I have just recently started working on express.js. Let me tell you it's not for the fainthearted. The whole mentality of "If you are already familiar with JS then that's half the battle." really couldn't be further from the truth. I.E. if you are a hardcore devops guy like me.
I have a unified build process for all my asp.net application build, test and coverage reporting, deployment, configuration management and code quality analysis all setup and automated. It takes me literally 5 min to setup a Build process around a new project and have it tested, analysed, staged and shipped off to a production environment. (And really so should all the devs in the world. But hey, who am I kidding.) Then there's the monitoring, logging, performance analysis and profiling. Again all well unified, orchestrated and centrally managed.
I'm not saying node.js/express.js doesn't have those, but you have to develope/learn a COMPLETELY NEW set of services and platform just to run node.js.
Hammering out a bunch of code is one thing. Running a production system on a foreign technology is something else altogether.
Unless you looking for trouble ahem i mean, challenge :D, stick to WebAPI. WebDeploy is a god send.

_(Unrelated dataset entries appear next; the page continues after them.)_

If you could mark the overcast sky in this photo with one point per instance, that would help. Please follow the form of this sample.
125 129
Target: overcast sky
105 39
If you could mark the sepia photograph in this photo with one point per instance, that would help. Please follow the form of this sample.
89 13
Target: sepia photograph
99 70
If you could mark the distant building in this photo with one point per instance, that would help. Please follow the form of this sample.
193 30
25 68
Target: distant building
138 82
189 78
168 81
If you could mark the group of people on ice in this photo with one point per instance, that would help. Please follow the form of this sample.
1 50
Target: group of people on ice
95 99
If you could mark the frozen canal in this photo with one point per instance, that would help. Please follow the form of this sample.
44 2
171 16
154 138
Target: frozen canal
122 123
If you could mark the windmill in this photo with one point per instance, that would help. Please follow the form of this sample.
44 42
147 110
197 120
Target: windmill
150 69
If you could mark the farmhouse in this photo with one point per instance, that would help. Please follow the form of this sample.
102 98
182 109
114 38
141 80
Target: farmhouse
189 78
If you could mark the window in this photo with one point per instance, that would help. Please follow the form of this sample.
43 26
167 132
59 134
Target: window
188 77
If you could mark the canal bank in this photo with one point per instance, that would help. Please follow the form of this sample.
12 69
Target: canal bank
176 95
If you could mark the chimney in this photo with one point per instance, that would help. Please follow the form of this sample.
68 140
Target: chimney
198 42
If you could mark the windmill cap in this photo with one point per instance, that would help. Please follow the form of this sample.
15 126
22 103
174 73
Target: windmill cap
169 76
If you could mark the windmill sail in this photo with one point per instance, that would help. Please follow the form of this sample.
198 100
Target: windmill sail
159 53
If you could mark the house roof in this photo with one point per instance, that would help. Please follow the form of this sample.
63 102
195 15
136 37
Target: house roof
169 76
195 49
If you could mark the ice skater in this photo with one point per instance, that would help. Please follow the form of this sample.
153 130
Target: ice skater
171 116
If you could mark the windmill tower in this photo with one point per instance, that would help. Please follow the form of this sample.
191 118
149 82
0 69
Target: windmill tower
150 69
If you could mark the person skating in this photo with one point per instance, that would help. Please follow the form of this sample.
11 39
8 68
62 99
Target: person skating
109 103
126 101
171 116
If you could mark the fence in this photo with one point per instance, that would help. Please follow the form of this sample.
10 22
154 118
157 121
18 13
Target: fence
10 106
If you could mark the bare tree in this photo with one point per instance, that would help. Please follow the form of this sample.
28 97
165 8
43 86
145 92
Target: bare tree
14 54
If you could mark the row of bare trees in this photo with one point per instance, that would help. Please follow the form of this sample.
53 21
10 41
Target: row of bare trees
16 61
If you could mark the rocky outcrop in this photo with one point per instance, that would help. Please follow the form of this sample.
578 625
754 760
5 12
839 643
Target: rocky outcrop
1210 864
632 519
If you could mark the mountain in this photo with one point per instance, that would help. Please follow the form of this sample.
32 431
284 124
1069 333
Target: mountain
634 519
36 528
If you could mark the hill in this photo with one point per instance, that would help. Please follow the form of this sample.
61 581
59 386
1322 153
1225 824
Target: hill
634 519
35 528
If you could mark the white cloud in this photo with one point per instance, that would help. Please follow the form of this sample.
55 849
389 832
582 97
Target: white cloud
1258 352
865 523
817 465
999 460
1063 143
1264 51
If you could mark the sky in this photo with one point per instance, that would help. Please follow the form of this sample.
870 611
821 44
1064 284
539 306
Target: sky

BTW. Use BasicHttpBinding with your WCF endpoint and get PHP to generate the client class from the WSDL. Yes. Soap is your answer, not an "easier to use rest". Something like https://code.google.com/p/php-wsdl-creator/. Archiving the WSDL from the WCF endpoint also allows you to track with pin point accuracy of your service signature and format changes. It ensures type safety, and handles ser/de for you. I don't care much about how ugly the message looks if I don't have to deal with it. And yes I have done it before with PHP and python. Works flawlessly.